Before the division into two independent kingdoms several centuries ago, the twin kingdoms Ìlá Òràngún and Òkè-Ìlá Òràngún constituted the unified single kingdom founded at Ìlá Yàrà by Oduduwa's fourth son, named Fagbamila and nicknamed Òràngún. A dispute (said to be a succession dispute in one account, or a relocation site dispute by another account) centering around two brother-princes (Àpàkíìmò, the older and Arutu Oluokun, the younger) and their supporters, led to a spilt of the Ila-Yara kingdom and the emigration of both factions from the Ila-Yara site.

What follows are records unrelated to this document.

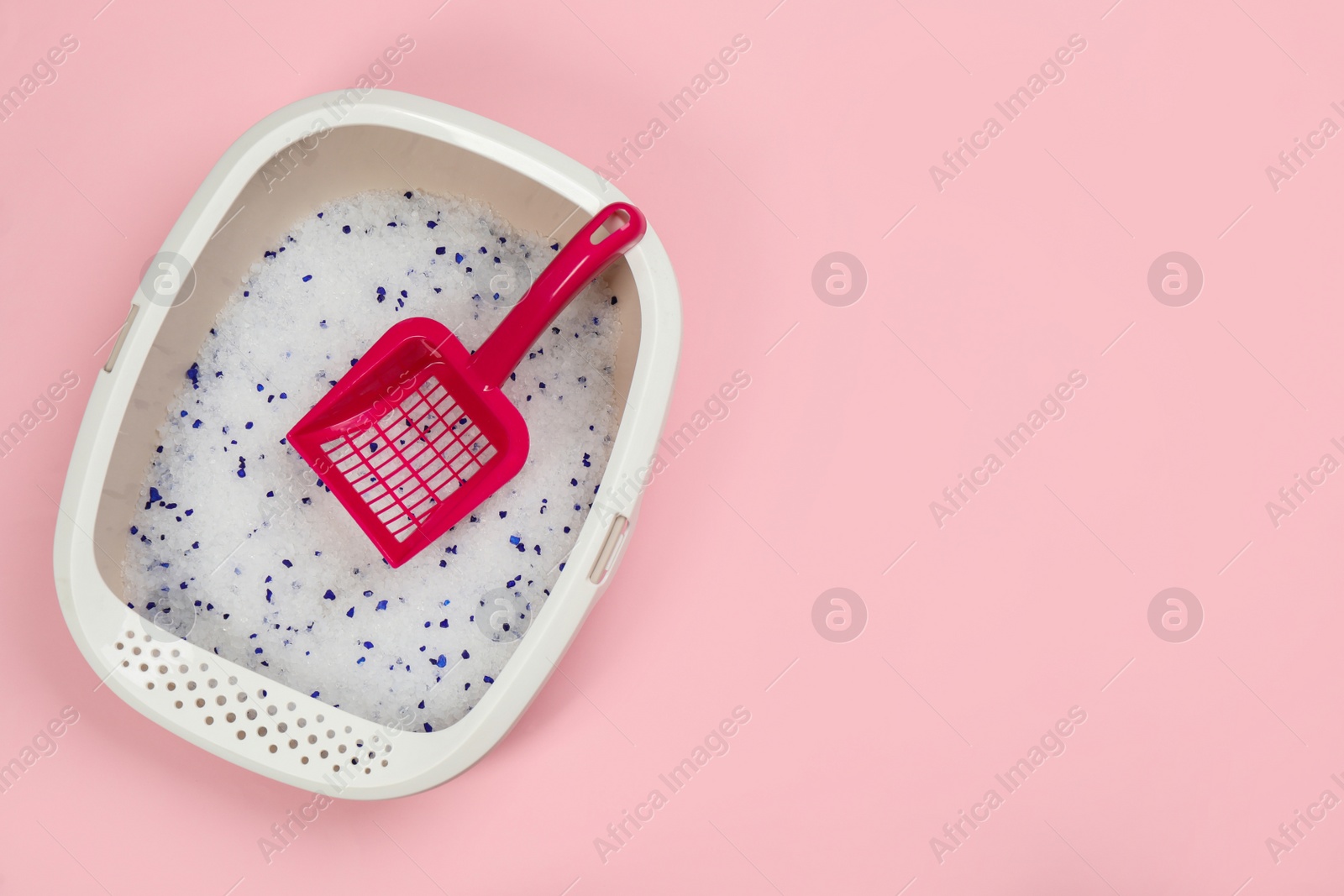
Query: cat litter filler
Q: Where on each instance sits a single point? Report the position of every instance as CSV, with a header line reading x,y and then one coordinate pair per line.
x,y
387,143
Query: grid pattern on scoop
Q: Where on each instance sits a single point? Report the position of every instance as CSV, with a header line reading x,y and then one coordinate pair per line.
x,y
413,458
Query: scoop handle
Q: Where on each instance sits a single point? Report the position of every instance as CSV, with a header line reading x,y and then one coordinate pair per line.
x,y
573,268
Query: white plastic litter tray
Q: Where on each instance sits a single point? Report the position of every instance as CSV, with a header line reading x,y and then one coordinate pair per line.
x,y
311,152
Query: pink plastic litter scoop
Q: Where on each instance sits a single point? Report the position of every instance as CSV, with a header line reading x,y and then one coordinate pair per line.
x,y
417,434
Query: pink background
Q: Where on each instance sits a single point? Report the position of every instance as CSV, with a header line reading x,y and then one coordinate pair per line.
x,y
1026,604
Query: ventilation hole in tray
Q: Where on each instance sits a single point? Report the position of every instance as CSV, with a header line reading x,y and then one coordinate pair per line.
x,y
346,741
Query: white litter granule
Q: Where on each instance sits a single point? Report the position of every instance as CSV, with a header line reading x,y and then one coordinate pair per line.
x,y
241,550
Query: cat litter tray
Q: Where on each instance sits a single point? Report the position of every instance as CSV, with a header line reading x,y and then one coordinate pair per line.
x,y
382,141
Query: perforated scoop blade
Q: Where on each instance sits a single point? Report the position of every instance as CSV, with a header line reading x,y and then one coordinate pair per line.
x,y
418,432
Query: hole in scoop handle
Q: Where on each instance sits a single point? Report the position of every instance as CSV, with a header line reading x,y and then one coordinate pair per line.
x,y
577,264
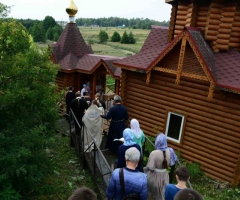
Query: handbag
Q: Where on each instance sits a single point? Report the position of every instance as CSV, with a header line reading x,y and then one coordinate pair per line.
x,y
131,196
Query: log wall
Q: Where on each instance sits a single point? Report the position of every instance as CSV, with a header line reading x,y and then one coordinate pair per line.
x,y
212,127
64,80
220,22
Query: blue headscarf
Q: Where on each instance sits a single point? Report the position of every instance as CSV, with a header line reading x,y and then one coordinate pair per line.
x,y
128,136
161,144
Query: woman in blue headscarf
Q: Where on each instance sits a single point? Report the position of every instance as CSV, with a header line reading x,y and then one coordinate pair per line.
x,y
129,142
161,144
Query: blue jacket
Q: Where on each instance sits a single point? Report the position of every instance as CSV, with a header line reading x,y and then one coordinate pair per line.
x,y
135,182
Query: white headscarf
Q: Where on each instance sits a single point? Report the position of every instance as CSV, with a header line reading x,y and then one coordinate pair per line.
x,y
135,127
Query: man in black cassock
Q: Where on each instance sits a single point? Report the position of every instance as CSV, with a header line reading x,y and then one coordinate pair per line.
x,y
78,106
69,97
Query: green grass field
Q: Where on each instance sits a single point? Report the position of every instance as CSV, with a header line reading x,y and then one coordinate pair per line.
x,y
114,48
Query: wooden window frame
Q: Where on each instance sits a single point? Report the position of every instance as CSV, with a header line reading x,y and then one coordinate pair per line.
x,y
183,124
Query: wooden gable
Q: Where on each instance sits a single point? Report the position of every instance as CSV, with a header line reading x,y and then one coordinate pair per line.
x,y
183,59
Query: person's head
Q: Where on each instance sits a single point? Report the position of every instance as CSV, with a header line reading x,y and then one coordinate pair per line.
x,y
161,142
134,124
188,194
154,162
128,136
182,174
94,102
83,193
132,155
78,94
97,95
117,99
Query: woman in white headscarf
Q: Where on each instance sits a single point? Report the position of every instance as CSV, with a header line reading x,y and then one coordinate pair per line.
x,y
157,174
139,137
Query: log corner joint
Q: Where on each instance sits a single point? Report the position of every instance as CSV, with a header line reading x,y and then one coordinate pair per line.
x,y
211,90
181,59
148,77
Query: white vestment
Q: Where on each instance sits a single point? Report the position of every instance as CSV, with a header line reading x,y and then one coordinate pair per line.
x,y
94,124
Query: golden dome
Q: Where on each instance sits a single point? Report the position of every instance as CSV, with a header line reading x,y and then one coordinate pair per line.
x,y
71,9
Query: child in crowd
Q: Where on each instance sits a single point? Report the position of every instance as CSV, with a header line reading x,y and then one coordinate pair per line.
x,y
188,194
182,176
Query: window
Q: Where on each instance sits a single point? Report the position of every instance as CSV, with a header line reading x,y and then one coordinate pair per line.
x,y
174,126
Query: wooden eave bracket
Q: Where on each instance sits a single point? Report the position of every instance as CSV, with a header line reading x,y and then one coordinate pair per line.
x,y
211,90
181,59
148,77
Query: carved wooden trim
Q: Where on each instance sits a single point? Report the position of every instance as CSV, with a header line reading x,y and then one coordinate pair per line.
x,y
211,90
148,78
172,45
195,76
200,60
181,59
170,71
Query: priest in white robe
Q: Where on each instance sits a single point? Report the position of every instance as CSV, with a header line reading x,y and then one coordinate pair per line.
x,y
94,124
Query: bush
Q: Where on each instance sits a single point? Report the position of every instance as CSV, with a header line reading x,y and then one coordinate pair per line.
x,y
103,36
125,38
91,41
116,37
134,27
131,39
27,110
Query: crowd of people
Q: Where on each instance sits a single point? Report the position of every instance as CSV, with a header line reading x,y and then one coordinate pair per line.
x,y
130,180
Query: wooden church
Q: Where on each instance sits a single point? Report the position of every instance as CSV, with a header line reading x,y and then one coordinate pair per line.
x,y
185,82
78,64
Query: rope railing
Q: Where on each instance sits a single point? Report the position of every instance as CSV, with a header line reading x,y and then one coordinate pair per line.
x,y
92,154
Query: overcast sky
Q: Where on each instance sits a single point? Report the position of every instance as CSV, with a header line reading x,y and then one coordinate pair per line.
x,y
38,9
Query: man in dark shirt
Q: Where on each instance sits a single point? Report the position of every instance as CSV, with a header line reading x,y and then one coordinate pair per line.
x,y
78,107
118,115
69,97
101,103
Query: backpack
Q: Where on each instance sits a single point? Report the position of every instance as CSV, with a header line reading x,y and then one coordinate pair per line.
x,y
131,196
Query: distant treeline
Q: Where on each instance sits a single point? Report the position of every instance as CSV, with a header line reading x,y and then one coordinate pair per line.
x,y
138,23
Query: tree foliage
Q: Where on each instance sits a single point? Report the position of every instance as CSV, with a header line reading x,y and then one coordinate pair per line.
x,y
116,37
53,33
28,114
102,36
38,32
139,23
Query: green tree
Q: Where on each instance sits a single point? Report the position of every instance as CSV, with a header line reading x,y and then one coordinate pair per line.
x,y
55,37
125,38
49,22
103,36
28,114
116,37
131,39
38,32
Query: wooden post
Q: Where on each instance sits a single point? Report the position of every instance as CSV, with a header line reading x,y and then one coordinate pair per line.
x,y
181,59
94,83
117,84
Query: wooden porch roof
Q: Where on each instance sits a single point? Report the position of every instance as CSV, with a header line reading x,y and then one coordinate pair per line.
x,y
222,69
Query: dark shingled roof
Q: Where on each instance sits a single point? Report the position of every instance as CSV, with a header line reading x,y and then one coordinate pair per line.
x,y
70,41
73,54
223,67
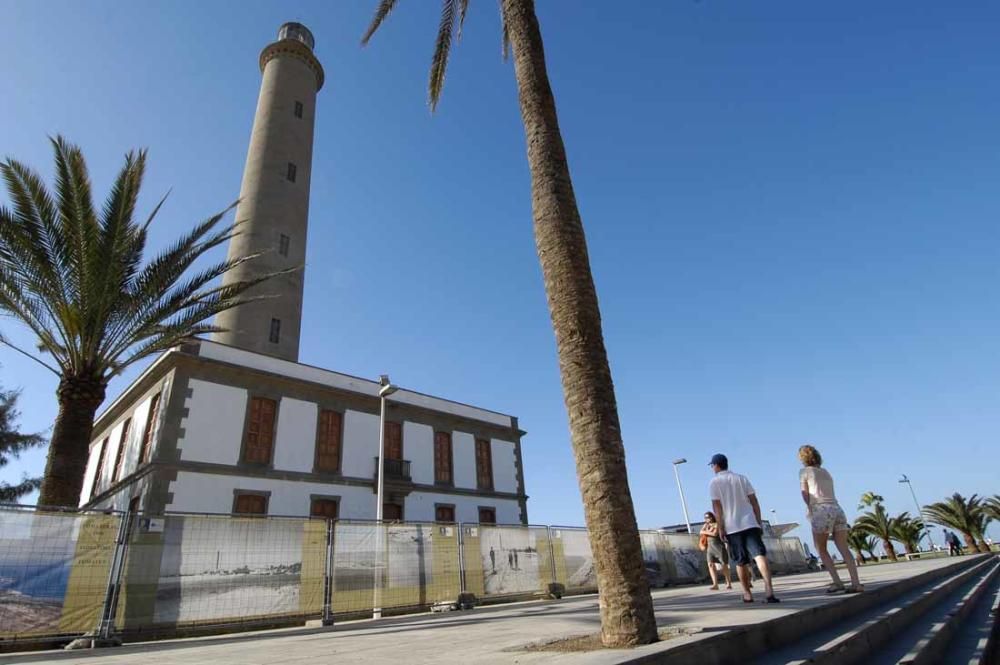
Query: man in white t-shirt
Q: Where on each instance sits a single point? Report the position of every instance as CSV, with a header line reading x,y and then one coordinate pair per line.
x,y
738,514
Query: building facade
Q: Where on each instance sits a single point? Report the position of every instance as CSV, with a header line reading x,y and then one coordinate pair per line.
x,y
210,428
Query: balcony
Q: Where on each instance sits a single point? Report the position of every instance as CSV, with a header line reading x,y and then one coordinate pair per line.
x,y
395,470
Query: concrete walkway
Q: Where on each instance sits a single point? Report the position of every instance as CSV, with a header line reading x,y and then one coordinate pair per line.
x,y
485,635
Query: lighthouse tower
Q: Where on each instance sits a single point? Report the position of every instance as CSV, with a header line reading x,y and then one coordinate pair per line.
x,y
274,198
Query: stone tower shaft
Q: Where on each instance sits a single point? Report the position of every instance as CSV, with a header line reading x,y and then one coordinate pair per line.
x,y
274,198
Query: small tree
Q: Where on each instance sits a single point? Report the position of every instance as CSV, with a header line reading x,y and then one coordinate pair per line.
x,y
967,516
878,523
858,542
909,531
12,444
869,499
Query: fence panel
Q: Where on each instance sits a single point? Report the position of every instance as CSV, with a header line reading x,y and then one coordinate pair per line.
x,y
54,571
509,560
686,563
183,570
578,559
419,566
656,556
201,569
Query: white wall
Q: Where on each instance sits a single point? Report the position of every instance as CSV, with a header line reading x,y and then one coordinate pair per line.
x,y
360,444
463,452
343,381
295,442
213,493
418,447
420,506
213,429
504,466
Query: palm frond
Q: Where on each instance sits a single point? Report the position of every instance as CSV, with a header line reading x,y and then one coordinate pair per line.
x,y
442,48
384,8
463,8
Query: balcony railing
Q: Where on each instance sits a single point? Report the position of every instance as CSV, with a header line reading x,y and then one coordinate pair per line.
x,y
394,469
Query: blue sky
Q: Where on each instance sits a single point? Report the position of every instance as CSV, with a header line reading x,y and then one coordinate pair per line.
x,y
791,211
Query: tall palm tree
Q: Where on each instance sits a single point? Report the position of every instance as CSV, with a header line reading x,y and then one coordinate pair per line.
x,y
968,517
909,531
626,606
75,277
869,499
878,523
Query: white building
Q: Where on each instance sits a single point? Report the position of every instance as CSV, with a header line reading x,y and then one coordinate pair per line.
x,y
238,425
209,428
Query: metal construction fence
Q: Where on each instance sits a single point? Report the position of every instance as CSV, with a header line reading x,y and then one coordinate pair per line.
x,y
67,574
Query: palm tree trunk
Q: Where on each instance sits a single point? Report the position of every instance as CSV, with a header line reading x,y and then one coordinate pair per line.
x,y
626,606
69,448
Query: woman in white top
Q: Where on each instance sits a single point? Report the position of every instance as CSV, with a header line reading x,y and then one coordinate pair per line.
x,y
826,517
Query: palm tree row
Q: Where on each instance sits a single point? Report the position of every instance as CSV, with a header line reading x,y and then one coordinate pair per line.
x,y
969,517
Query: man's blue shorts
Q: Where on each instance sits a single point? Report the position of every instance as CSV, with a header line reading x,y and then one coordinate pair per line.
x,y
745,545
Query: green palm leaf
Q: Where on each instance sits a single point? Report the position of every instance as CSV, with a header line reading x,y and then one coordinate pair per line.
x,y
78,279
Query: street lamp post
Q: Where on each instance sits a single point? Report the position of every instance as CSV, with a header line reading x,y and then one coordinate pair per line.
x,y
906,480
383,393
687,520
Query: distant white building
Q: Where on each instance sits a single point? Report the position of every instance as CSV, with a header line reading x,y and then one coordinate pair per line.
x,y
209,428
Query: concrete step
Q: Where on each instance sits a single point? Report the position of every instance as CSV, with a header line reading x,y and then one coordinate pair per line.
x,y
859,637
932,637
977,639
806,630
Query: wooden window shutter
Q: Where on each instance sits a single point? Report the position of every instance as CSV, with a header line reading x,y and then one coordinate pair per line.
x,y
259,440
328,441
327,508
120,455
393,441
442,457
147,434
101,454
484,464
250,504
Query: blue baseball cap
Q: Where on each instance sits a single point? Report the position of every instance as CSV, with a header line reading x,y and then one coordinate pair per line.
x,y
720,459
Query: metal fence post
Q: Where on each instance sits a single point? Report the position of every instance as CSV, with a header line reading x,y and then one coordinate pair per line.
x,y
461,558
114,579
552,554
328,576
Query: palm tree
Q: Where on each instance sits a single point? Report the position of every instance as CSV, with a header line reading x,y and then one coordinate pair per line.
x,y
858,542
869,499
968,517
992,507
877,522
13,442
909,531
75,277
626,606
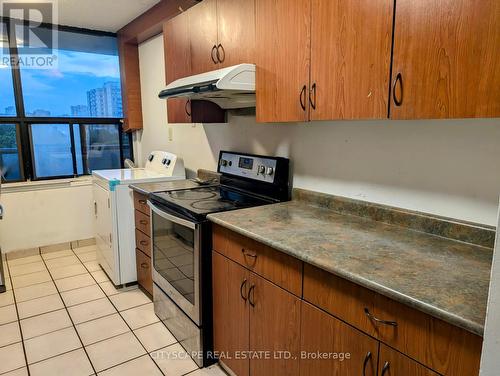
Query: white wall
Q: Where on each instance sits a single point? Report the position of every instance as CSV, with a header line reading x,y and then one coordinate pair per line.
x,y
55,214
447,167
490,361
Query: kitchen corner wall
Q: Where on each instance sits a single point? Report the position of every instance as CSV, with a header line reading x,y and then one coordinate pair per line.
x,y
448,168
46,213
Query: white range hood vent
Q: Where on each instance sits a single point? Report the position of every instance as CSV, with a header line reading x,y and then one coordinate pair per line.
x,y
230,88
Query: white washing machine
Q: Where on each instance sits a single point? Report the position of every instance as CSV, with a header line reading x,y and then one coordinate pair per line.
x,y
114,211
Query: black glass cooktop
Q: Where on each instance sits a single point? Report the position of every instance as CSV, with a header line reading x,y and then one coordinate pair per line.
x,y
198,202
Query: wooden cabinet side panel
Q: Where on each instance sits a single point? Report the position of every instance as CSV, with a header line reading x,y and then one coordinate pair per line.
x,y
202,36
351,45
236,31
130,85
274,328
447,52
283,59
397,364
144,275
230,313
346,348
445,348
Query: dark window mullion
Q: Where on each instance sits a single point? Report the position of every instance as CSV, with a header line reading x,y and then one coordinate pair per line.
x,y
120,142
73,149
83,145
25,148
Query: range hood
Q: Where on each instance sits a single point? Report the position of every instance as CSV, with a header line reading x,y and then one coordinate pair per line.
x,y
230,88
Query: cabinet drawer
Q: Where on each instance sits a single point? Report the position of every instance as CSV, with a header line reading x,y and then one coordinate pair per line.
x,y
440,346
143,242
144,275
279,268
141,203
142,223
339,297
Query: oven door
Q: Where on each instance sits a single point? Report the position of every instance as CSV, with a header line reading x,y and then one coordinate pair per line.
x,y
176,259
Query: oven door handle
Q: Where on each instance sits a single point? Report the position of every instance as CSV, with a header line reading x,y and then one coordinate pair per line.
x,y
171,217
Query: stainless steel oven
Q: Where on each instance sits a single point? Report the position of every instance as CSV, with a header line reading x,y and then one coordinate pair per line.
x,y
176,260
182,242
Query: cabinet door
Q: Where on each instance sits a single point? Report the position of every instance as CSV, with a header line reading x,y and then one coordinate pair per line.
x,y
282,56
324,334
236,30
393,363
350,59
177,63
446,54
274,329
230,308
203,36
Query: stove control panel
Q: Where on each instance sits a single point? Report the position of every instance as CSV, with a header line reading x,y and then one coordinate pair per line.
x,y
248,166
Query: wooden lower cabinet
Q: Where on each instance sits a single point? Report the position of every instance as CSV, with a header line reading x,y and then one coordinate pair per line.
x,y
393,363
256,323
274,329
330,347
231,313
266,327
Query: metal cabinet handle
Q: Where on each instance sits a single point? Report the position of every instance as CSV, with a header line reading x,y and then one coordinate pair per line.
x,y
245,253
365,363
377,320
399,78
214,54
312,94
385,368
302,97
243,284
221,57
251,296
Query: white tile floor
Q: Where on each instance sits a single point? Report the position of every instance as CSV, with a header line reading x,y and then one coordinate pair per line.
x,y
62,316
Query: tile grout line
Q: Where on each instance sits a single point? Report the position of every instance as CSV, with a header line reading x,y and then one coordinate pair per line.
x,y
131,330
18,321
71,319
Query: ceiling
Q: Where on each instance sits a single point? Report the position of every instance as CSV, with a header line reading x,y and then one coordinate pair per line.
x,y
103,15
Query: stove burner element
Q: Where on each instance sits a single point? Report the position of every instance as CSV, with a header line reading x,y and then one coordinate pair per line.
x,y
193,194
213,205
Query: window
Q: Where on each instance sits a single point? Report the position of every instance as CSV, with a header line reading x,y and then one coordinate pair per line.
x,y
7,101
84,83
10,166
63,120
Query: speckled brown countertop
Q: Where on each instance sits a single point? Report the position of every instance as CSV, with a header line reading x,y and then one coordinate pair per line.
x,y
445,278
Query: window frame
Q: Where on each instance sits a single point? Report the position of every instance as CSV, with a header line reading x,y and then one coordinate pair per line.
x,y
23,122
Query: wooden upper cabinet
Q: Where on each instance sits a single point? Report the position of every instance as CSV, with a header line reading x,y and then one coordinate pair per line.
x,y
203,36
274,328
350,59
236,31
231,310
282,58
177,64
326,334
446,53
393,363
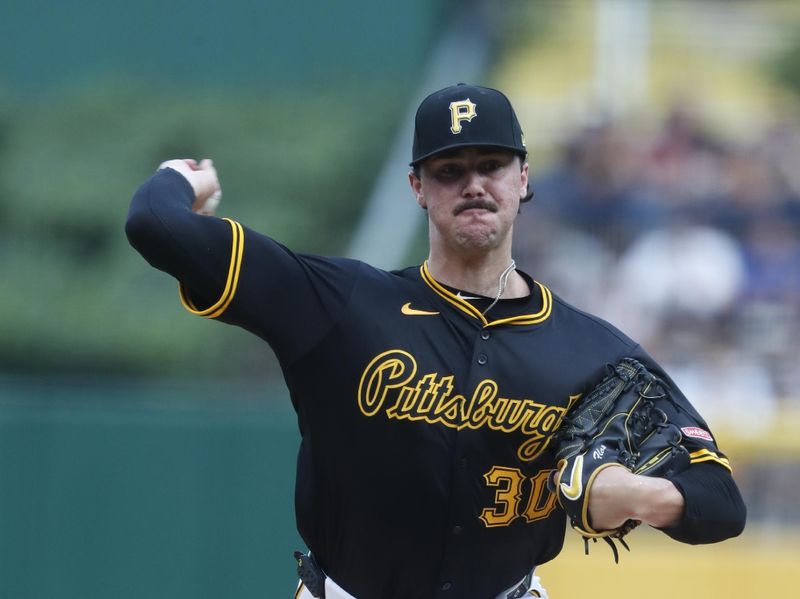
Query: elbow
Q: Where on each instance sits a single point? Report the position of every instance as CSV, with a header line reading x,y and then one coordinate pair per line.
x,y
141,228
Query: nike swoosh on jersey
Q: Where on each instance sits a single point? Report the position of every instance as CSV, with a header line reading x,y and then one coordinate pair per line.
x,y
409,311
575,487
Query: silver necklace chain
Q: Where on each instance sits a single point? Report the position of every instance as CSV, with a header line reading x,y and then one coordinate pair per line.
x,y
501,287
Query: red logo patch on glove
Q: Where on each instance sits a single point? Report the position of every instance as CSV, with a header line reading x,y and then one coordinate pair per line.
x,y
697,433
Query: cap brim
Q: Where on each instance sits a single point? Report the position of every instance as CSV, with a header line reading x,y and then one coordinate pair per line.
x,y
468,144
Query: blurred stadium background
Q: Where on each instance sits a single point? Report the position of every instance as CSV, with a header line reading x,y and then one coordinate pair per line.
x,y
147,453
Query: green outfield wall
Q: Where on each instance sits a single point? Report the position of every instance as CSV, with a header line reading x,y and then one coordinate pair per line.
x,y
160,490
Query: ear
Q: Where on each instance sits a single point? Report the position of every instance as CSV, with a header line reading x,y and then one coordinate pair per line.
x,y
523,187
416,187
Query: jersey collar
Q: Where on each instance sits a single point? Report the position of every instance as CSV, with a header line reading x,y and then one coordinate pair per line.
x,y
471,311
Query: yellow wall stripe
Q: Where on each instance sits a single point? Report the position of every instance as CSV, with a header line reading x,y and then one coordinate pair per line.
x,y
231,283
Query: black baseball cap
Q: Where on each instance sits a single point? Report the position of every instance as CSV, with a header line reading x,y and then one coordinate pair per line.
x,y
465,115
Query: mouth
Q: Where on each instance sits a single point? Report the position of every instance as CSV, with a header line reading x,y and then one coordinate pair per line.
x,y
474,205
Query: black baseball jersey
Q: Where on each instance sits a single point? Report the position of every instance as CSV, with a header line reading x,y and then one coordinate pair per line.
x,y
425,424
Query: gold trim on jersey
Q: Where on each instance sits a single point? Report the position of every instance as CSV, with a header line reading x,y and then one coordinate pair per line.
x,y
470,310
706,455
231,283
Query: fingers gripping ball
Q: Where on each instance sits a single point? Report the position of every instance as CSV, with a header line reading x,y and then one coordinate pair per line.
x,y
619,423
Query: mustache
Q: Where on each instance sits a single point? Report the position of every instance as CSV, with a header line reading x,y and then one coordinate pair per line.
x,y
476,203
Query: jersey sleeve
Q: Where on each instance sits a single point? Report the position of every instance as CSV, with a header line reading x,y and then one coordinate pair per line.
x,y
230,273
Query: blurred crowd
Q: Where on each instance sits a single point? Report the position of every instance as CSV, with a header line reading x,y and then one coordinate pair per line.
x,y
688,243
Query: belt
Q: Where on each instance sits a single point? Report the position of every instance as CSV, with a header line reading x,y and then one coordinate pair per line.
x,y
316,583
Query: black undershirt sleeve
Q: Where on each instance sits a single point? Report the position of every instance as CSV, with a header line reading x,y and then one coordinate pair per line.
x,y
714,508
161,226
256,283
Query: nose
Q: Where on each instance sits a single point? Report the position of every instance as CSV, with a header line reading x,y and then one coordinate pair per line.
x,y
473,185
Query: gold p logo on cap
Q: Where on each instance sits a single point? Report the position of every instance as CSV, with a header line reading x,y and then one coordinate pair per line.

The younger prince's faction founded Ila-Magbon but moved within a short time to Ila-Odo which is the modern Ìlá Òràngún. The older prince's faction founded Igbohun, which (after successive temporary relocations), is the modern Òkè-Ìlá Òràngún.
The oldest profession of the indegen of this town is Palm wine tapping. The profession is referenced in one of the most popular songs and proverbs in the town of Ila. The proverb "Ila o loogun, emu loogun Ila", means "Ila has no special medicine for any ailment apart from palmwine."
The folk song "Ila ni mi, ise mi o le/ti mo ba wa loorun ope bi ofusia ni i ri" is translated into English as "I am a citizen of Ila, my profession is very easy; if I am on top of a palm tree, I feel like I am upstairs in a multi-storey building."